Question

For a cell involving one electron \(E^\ominus cell=0.59V\) at 298 K, the equilibrium constant for the cell reaction is: [Given that \(\frac{ 2.303 RT }{F}\) \(=0.059 V\) at\( T 298 K \)] 

• A. \(1.0\times 10^{2}\)
• B. \(1.0\times 10^{5}\)
• C. \(1.0\times 10^{10}\)
• D. \(1.0\times 10^{30}\)

Answer 1

The Correct Option is C

The problem requires finding the equilibrium constant of a cell reaction, given the standard electromotive force (\(E^\ominus_{cell}\)) of the cell.
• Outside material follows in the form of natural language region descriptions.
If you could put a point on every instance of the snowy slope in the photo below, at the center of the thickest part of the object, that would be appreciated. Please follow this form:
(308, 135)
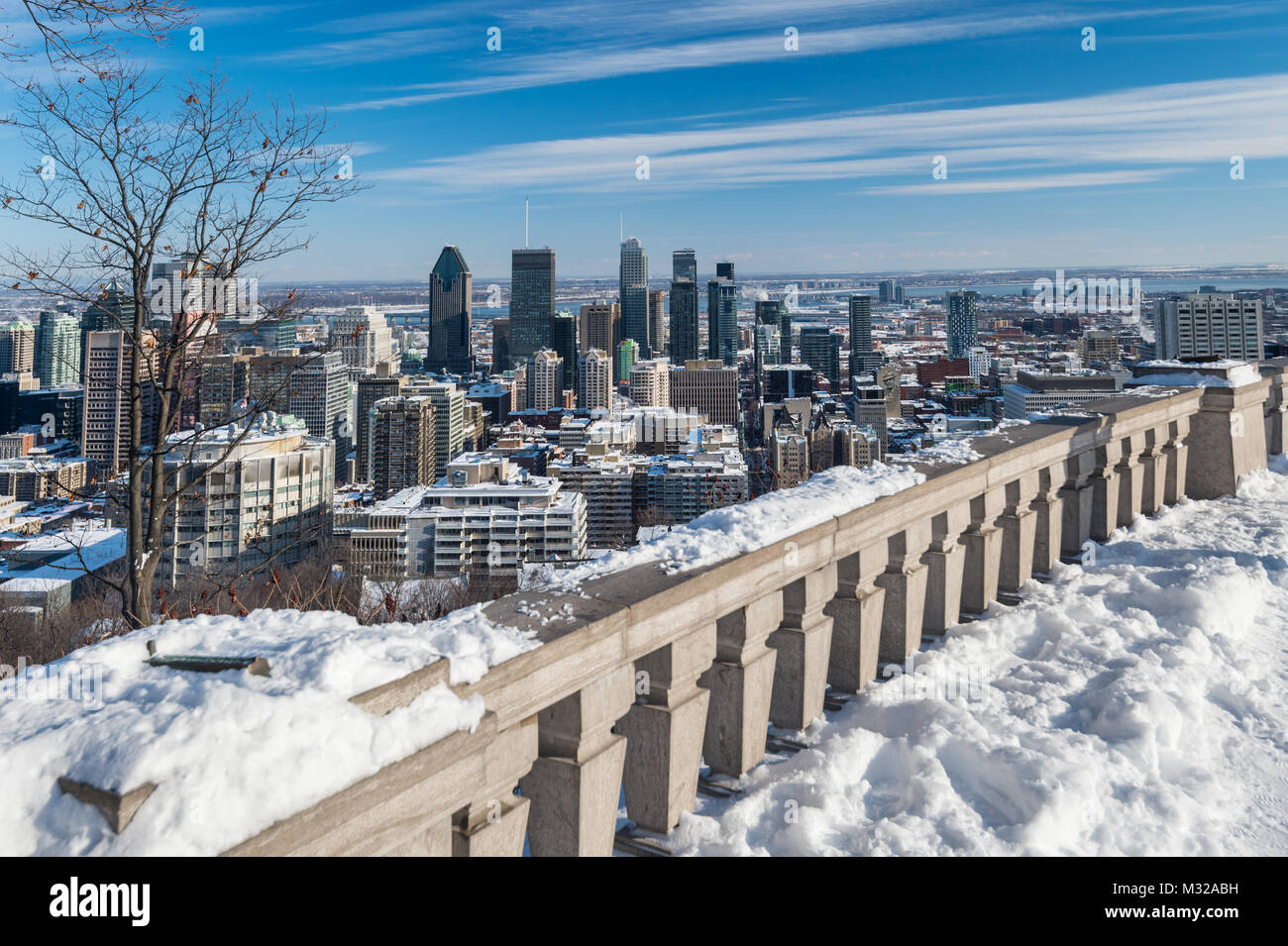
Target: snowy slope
(230, 752)
(1136, 705)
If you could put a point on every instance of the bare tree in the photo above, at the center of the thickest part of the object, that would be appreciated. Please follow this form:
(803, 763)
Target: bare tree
(133, 172)
(84, 33)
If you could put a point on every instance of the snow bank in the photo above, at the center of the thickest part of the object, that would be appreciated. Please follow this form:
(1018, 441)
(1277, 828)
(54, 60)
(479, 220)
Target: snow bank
(1131, 706)
(734, 530)
(1237, 373)
(230, 752)
(948, 451)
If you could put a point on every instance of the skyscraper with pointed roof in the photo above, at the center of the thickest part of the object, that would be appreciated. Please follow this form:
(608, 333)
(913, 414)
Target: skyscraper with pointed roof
(450, 314)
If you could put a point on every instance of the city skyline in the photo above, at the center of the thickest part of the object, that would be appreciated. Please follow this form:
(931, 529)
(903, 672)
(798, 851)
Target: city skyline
(1055, 155)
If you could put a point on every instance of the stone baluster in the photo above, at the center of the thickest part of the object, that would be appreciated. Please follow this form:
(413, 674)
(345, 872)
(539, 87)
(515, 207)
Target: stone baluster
(1153, 464)
(576, 783)
(1076, 502)
(983, 542)
(1019, 533)
(665, 730)
(1104, 490)
(1047, 520)
(741, 683)
(1176, 454)
(804, 645)
(855, 614)
(945, 560)
(905, 581)
(1131, 477)
(1275, 407)
(496, 821)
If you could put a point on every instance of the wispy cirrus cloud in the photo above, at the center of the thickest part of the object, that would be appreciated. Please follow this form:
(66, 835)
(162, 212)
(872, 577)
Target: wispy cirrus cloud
(583, 42)
(1128, 137)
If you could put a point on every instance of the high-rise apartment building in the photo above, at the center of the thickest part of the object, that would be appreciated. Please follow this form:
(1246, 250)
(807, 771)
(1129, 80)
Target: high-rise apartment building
(500, 344)
(449, 403)
(563, 341)
(1210, 323)
(403, 439)
(450, 314)
(106, 418)
(820, 349)
(58, 349)
(532, 301)
(684, 265)
(961, 309)
(722, 319)
(595, 381)
(627, 353)
(863, 358)
(318, 385)
(651, 382)
(774, 312)
(372, 389)
(706, 387)
(224, 385)
(684, 319)
(545, 379)
(17, 348)
(267, 498)
(657, 321)
(362, 336)
(634, 295)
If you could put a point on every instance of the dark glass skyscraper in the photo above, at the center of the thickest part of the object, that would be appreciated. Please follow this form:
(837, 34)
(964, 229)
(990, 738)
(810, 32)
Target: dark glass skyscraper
(634, 295)
(962, 321)
(863, 358)
(500, 344)
(532, 301)
(722, 321)
(773, 312)
(450, 314)
(684, 265)
(563, 340)
(684, 322)
(820, 351)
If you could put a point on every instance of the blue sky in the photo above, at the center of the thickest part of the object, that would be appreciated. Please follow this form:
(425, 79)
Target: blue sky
(818, 158)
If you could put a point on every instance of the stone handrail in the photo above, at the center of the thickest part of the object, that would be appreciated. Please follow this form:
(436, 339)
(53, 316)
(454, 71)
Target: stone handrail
(643, 675)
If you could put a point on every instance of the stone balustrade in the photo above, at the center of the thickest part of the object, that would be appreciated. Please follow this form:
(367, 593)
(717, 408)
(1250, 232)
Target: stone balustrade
(643, 675)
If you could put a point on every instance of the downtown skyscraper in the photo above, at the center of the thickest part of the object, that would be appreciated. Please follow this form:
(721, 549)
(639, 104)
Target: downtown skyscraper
(962, 321)
(684, 306)
(450, 314)
(863, 358)
(722, 317)
(532, 301)
(634, 295)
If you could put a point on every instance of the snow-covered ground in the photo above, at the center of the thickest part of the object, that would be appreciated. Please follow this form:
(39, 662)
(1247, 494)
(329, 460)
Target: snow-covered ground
(1134, 705)
(268, 747)
(746, 527)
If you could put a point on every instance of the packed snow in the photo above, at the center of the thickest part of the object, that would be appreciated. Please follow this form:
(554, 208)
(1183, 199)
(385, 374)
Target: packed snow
(1235, 374)
(231, 753)
(734, 530)
(948, 451)
(1133, 705)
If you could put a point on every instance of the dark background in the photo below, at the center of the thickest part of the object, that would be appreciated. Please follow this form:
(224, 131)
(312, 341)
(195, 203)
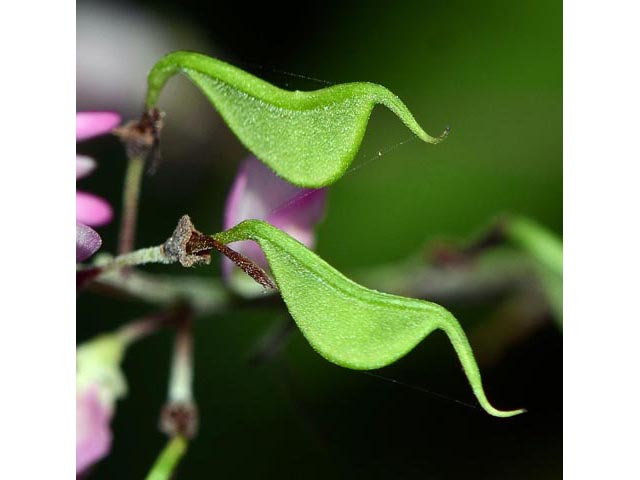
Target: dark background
(493, 71)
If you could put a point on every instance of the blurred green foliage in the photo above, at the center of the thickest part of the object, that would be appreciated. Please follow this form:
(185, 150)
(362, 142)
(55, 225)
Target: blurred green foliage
(493, 72)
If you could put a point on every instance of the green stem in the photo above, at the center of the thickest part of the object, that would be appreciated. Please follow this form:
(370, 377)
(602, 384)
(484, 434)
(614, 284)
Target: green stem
(181, 375)
(204, 295)
(132, 259)
(168, 460)
(130, 199)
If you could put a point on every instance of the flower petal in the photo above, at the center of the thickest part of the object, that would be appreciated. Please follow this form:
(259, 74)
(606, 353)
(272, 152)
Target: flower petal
(87, 242)
(258, 193)
(92, 124)
(93, 435)
(92, 210)
(84, 166)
To solve this, we will use the Nernst equation, which relates the equilibrium constant to the electromotive force.

The Nernst equation is given by:

\[ E_{cell} = E^\ominus_{cell} - \frac{RT}{nF} \ln K \]

At equilibrium, \(E_{cell} = 0\), so the equation simplifies to:

\[ 0 = E^\ominus_{cell} - \frac{RT}{nF} \ln K \]

Rearrange to solve for \(K\):

\[ \ln K = \frac{nF}{RT} E^\ominus_{cell} \]

Convert the logarithm from natural log to base 10:

\[ \log K = \frac{nF}{2.303RT} E^\ominus_{cell} \]

Given that \(\frac{2.303RT}{F} = 0.059 \, \text{V}\) at \(T = 298 \, \text{K}\), and \(n = 1\) (one electron involved), substitute these into the equation:

\[ \log K = \frac{E^\ominus_{cell}}{0.059} \]

Plug in the given \(E^\ominus_{cell} = 0.59 \, \text{V}\):

\[ \log K = \frac{0.59}{0.059} = 10 \]

Now, convert the logarithm to an exponential form to find \(K\):

\[ K = 10^{10} \]

Thus, the equilibrium constant for the cell reaction is \(1.0 \times 10^{10}\).